Editorial: Fix the misunderstanding

March 16, 2009
In a fight over energy policy that is fast becoming fateful, the US oil and gas industry has more than a political problem.

In a fight over energy policy that is fast becoming fateful, the US oil and gas industry has more than a political problem. It has an intellectual problem. Americans don’t think well about energy. The deficiency is manifest in President Barack Obama’s federal budget for the 2009-10 fiscal year—a proposal with menacing portents.

In the political arena, the industry has no choice: It must oppose the budget—with its new taxes, repeal of capital-formation tools essential to small producers, and other horrors. Industry associations and lobbyists are responding in Washington, DC. A few company chiefs are speaking out. But a political response isn’t enough.

Thorough misunderstanding

The industry reels from a thorough misunderstanding in the US about nearly everything having to do with energy, from dimensions of the need to relative costs and the role of markets. The misunderstanding drives politics. It explains how ideas rejected for lack of merit, such as punishing taxation of the industry responsible for 60% of US energy supply, keep squirming back onto the political agenda. And it won’t be fixed in Washington, DC. Too many politicians profit from treating the oil and gas business as a demonic force.

The repair must occur in the minds of Americans where Americans live and work. It can occur only if industry leaders—not actors in television ads—speak directly and honestly to people about energy and human welfare and do so without the soft-pedaling and fear of controversy that emasculate too much industry communication.

The problem is urgent. It’s also bipartisan. It developed because Americans quit thinking about energy during a long period of comfort that began with the lifting of oil price controls 30 years ago. While prices were low and the economy strong, Americans didn’t worry about energy. In fact, their insouciance mated with a loophole in vehicle fuel-efficiency standards to breed uniquely American symbols of energy profligacy: the sport utility vehicle and gargantuan pickup truck.

When, inevitably, the market tightened and prices rose, political leaders exploited the new discontent by touting fantasies instead of facts. The result has been a steady degradation in American thinking about energy, which can be traced through recent political history.

A place to start is the 2003 State of the Union address in which former President George W. Bush held up “energy independence” as a national goal. He wasn’t the first to trumpet the futile slogan, of course. But he gave it the stature of his office, forfeiting a chance to bring realism to energy policy-making.

In 2005, Congress passed and Bush signed a comprehensive energy bill that reestablished a governmental role in fuel choice. The law enshrined the discredited misapprehension that energy is too important to leave to markets. Early the next year, Bush stooped to extremist rhetoric when he declared in his state-of-the-union address that the US was “addicted to oil.”

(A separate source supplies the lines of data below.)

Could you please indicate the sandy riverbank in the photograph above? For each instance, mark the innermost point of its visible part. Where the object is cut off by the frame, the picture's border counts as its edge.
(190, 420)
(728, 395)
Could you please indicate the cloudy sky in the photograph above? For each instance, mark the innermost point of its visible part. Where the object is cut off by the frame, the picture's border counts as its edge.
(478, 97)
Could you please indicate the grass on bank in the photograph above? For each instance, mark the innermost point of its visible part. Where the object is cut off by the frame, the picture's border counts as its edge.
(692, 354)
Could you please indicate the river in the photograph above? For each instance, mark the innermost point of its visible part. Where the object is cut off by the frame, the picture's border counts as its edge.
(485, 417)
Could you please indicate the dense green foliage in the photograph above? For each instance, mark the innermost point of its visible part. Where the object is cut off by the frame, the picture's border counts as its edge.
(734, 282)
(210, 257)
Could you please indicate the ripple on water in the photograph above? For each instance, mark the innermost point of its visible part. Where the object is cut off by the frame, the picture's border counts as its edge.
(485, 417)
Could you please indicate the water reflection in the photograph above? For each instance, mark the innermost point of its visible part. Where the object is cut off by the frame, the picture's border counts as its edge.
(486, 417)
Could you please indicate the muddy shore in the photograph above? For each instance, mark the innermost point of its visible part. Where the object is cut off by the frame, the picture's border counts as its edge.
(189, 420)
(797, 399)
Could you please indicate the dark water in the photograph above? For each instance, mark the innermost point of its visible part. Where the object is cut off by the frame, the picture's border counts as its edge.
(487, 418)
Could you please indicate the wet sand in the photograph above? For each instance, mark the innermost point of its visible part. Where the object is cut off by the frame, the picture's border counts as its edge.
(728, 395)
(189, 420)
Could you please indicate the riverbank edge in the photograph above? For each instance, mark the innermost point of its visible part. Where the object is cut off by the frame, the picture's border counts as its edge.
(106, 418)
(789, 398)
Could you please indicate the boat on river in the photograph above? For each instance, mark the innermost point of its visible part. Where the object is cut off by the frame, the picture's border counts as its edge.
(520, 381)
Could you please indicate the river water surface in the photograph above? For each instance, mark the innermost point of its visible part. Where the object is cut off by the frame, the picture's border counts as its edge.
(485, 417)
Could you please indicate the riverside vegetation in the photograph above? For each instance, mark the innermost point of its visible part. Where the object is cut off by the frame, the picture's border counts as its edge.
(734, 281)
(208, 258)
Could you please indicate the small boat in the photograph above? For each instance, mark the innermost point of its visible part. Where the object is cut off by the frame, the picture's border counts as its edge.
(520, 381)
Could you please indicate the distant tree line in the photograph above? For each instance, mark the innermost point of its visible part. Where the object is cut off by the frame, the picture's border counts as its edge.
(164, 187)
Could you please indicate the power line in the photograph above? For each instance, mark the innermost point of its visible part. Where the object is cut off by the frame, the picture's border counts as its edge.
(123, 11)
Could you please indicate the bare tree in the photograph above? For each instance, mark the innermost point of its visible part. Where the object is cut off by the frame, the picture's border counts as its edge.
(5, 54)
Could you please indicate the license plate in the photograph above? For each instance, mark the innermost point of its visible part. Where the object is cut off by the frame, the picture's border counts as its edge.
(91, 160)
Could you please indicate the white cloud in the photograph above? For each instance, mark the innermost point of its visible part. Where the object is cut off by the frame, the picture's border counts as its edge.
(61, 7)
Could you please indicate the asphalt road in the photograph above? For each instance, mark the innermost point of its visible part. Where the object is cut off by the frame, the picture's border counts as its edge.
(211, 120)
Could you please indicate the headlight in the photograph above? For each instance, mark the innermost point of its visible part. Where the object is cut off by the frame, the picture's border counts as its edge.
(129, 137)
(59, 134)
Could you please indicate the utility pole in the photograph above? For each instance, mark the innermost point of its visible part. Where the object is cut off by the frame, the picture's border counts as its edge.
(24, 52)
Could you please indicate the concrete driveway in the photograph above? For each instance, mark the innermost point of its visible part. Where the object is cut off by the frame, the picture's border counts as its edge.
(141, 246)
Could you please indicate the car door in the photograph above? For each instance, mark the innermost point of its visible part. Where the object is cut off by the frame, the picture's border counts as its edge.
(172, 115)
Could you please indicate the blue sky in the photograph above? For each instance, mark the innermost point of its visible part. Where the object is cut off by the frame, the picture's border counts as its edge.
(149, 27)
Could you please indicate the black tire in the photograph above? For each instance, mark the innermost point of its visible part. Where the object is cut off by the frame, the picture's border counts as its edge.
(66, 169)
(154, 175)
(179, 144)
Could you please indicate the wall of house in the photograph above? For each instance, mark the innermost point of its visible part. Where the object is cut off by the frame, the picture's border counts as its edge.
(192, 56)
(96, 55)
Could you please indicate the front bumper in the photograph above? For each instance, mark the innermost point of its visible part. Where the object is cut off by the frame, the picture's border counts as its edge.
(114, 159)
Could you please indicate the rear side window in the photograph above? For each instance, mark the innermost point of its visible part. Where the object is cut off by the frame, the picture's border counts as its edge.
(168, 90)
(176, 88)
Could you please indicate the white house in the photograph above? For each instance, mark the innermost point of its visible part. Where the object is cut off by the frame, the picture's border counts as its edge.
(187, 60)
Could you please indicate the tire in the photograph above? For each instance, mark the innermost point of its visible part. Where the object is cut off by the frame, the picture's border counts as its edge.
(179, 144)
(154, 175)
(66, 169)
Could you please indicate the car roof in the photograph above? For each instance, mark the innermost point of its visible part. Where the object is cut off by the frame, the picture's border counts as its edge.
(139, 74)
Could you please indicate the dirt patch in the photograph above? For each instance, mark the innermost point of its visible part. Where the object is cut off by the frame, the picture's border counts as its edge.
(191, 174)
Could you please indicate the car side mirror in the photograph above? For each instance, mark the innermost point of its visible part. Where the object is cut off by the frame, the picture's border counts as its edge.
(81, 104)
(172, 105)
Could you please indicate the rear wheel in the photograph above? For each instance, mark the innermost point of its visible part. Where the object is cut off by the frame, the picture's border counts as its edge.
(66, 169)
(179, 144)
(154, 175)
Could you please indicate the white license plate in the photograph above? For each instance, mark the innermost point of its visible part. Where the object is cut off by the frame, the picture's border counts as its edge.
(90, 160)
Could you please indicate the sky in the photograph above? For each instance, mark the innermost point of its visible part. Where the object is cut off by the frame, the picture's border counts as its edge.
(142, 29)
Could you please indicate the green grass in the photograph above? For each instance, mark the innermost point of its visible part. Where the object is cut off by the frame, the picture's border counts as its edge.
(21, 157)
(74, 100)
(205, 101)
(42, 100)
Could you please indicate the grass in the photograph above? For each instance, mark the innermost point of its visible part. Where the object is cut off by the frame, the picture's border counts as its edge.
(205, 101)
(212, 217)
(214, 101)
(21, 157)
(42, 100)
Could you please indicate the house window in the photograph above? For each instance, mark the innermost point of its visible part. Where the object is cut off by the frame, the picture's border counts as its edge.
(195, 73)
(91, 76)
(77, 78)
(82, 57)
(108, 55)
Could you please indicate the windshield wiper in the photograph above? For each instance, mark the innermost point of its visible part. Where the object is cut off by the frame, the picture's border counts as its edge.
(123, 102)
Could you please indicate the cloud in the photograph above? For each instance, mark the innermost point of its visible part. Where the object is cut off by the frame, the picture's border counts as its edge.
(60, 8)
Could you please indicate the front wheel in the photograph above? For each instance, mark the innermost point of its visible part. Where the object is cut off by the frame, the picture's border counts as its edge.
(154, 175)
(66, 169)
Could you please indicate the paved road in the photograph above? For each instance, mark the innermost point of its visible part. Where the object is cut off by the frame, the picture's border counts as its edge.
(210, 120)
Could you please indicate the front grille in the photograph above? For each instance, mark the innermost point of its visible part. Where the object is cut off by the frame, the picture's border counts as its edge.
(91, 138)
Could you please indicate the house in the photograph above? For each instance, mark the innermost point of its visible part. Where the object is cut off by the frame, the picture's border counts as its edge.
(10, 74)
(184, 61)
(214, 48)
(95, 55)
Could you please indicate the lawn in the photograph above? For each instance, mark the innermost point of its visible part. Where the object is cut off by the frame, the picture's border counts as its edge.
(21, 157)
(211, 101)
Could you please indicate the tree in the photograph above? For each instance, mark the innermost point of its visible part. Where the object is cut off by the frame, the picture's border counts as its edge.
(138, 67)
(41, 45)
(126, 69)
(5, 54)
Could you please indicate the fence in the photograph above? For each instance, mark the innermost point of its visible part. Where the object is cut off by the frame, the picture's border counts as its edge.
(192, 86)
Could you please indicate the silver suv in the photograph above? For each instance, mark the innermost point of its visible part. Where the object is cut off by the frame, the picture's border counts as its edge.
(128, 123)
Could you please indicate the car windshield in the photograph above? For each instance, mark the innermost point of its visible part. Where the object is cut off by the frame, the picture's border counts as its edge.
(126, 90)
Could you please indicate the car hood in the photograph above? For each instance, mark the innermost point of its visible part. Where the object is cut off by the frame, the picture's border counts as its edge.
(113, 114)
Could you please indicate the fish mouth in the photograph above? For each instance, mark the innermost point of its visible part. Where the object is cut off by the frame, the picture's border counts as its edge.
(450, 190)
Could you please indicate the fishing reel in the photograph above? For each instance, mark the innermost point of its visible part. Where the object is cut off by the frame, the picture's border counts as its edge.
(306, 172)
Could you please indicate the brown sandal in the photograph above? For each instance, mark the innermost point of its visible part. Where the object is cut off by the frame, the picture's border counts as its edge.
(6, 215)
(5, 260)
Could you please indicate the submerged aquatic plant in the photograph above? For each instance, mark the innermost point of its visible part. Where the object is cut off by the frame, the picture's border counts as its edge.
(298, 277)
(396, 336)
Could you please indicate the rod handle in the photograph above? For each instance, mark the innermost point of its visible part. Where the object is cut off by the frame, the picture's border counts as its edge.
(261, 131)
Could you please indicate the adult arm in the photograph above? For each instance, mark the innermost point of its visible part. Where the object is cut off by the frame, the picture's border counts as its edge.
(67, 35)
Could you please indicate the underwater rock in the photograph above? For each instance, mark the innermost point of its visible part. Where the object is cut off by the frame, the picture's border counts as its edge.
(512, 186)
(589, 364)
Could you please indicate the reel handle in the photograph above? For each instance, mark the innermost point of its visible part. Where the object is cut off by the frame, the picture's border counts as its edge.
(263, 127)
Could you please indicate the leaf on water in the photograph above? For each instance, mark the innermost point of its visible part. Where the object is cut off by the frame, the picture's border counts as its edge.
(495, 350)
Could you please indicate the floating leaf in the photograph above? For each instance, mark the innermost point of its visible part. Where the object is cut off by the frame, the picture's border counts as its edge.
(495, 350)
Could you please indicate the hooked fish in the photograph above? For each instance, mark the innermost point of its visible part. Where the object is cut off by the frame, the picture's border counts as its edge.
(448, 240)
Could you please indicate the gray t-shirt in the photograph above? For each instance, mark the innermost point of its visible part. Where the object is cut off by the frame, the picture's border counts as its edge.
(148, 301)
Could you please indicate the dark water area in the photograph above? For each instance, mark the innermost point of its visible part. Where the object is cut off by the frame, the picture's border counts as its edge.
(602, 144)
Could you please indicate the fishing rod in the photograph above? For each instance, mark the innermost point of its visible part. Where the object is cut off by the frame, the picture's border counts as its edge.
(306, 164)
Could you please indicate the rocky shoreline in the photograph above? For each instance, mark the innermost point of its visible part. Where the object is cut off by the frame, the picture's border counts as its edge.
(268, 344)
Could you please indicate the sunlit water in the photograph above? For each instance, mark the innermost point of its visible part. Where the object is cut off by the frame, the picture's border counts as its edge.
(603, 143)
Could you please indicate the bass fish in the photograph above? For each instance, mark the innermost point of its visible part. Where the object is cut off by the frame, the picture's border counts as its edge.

Thus inspired, Congress in 2007 passed a bill toughening fuel-efficiency standards and, dangerously, expanding to possibly unachievable levels already-costly mandates for renewable fuel additives. Framing that law, the Energy Independence and Security Act, is the view that conservation and renewable energy represent the beginning and end of energy policy. While both goals are righteous, they can’t be pursued economically at the exclusion of oil and gas. Yet that’s the course implicit in the get-out-of-town budget of a president who last month bewailed “the tyranny of oil.” As Obama unveiled his hostile fiscal agenda, moreover, his interior secretary was restricting producer access to federal land every way he could find.

Mountain of cost

This scenario can’t get much worse for the industry, energy consumers, and taxpayers. Yet most Americans remain oblivious to the mountain of cost into which their sputtering economy and overextended government soon will crash.

The industry can no longer afford to treat chronic ignorance as just another frustration. Its leaders need to spend more time than they do now behind podiums and microphones outside Houston and Washington, DC, while at least some Americans who don’t live in producing states think they have something relevant to say.